Tapping carnival tech, researchers create nanofibres inspired by fairy floss

Rarely do the worlds of nanotech and carnival cuisine overlap, but when they do the results can be pretty sweet. A team of engineers has created a technology for fabricating nanofibres that’s half high-speed centrifuge, half fairy floss machine, spinning and stretching out ultra-thin nanofibres that measure just 100 nanometres in diameter.

Like most technologies prefixed with “nano,” this one has a wide range of applications in fields ranging from textiles to air filters to biotech. Moreover, it could drastically reduce the cost and complexity of nanofibres manufacture, making the tiny threads a cost effective option in countless products.

To produce nanofibres, manufacturers generally employ a technique called electrospinning, which involves shooting a high-voltage charge through a polymer liquid to extract long nanothreads. The threads themselves are fine, but the process offers little control and isn’t really scalable to mass manufacture, not to mention it’s a bit energy-intensive.

The new method opts for rotary jet spinning, which closely resembles the method used in fairy floss machines to draw out long wispy threads from molten sugar. The machine rapidly feeds a polymer material into a rotating drum then spins the material out into long, thin fibers through an extrusion needle. Fibers can be easily engineered to be thicker or thinner, have varying textures, or be spun directly into molds that shape them into 3-D structures. The result is more control, higher yields, and a far simpler overall process compared with electrospinning.

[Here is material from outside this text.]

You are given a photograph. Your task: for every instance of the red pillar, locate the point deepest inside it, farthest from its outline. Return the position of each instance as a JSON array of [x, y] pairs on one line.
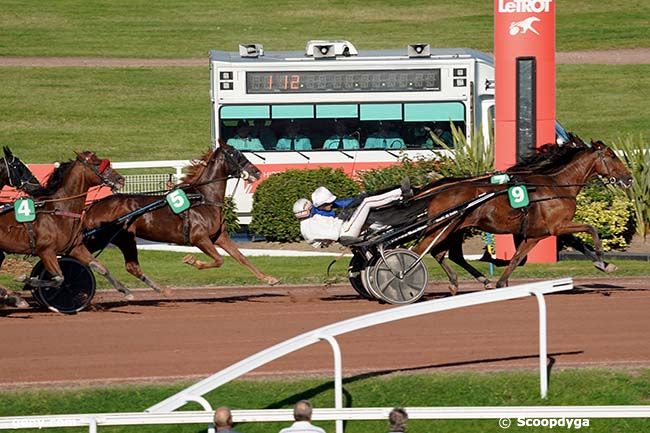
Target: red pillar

The team has already tested the device on a handful of synthetic and natural polymers, including the eco-friendly polylactic acid, otherwise knows as that biodegradable plastic that comes from corn starch. They even used it to form tissue scaffolds that allow biological matter to grow in controlled ways. By integrating heart tissue from rats into the nanofibres, they were able to grow beating muscle tissue in the lab. And all that’s just for starters. Unlike fairy floss, this nanofibre tech should get better with time.